A recent article points to the use of CRCP (Calcitonin gene-related peptide) antagonists to treat migraines. Levels of CGRP rise during migraine and experimentally injecting IV CRCP can provoke migraine. Two CGRP antagonists are being tested inthe study from Acta Neurol Belg. 2009 Dec;109(4):252-61.
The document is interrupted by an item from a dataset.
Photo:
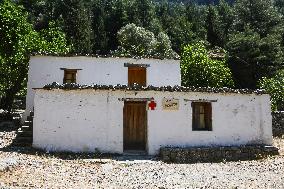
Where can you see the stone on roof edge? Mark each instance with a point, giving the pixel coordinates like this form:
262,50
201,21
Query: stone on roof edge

CGRP is produced by the trigeminovascular system. Many patients who undergo treatment with a diagnostic neuromuscular orthotic frequently see migraines decreased and/or eliminated. A future area of study would be does Neuromuscular Dentistry work by decreasing CGRP release from the trigeminal nerve. I consider most problems to be input/output errors of the trigeminal nervous system. Do noxious inputs from the teeth, jaw muscles, jaw joints, and periodontal ligament cause surges in CRGP in susceptible individuals causing migraine.
PubMed abstract
Acta Neurol Belg. 2009 Dec;109(4):252-61.
CGRP antagonists: hope for a new era in acute migraine treatment.
Schelstraete C, Paemeleire K.
Department of Neurology, Ghent University Hospital, Ghent, Belgium.
Calcitonin gene-related peptide (CGRP) has a widespread distribution throughout the trigeminovascular system and other brain areas involved in migraine pathogenesis. Serum levels of CGRP are elevated during the migraine attack and return to normal with alleviation of pain. Intravenous injection of CGRP in migraineurs results in delayed headache similar to migraine. Since CGRP receptor antagonists lack direct vasoconstrictor activity, this therapeutic approach may offer advantages over the current mainstay of specific acute migraine treatment with 5-HT1B/1D receptor agonists (triptans), contra-indicated in patients with underlying cardiovascular disease. Intravenous BIBN4096BS (olcegepant) and oral MK-0974 (telcagepant), two CGRP-receptor antagonists, were safe and effective in the treatment of migraine attacks in Phase I and II trials. In a Phase III clinical trial, the efficacy of telcagepant 300 mg was comparable to that of zolmitriptan 5 mg. We intend to review the rationale for the use of CGRP-receptor antagonists, and to outline current developments and future perspectives.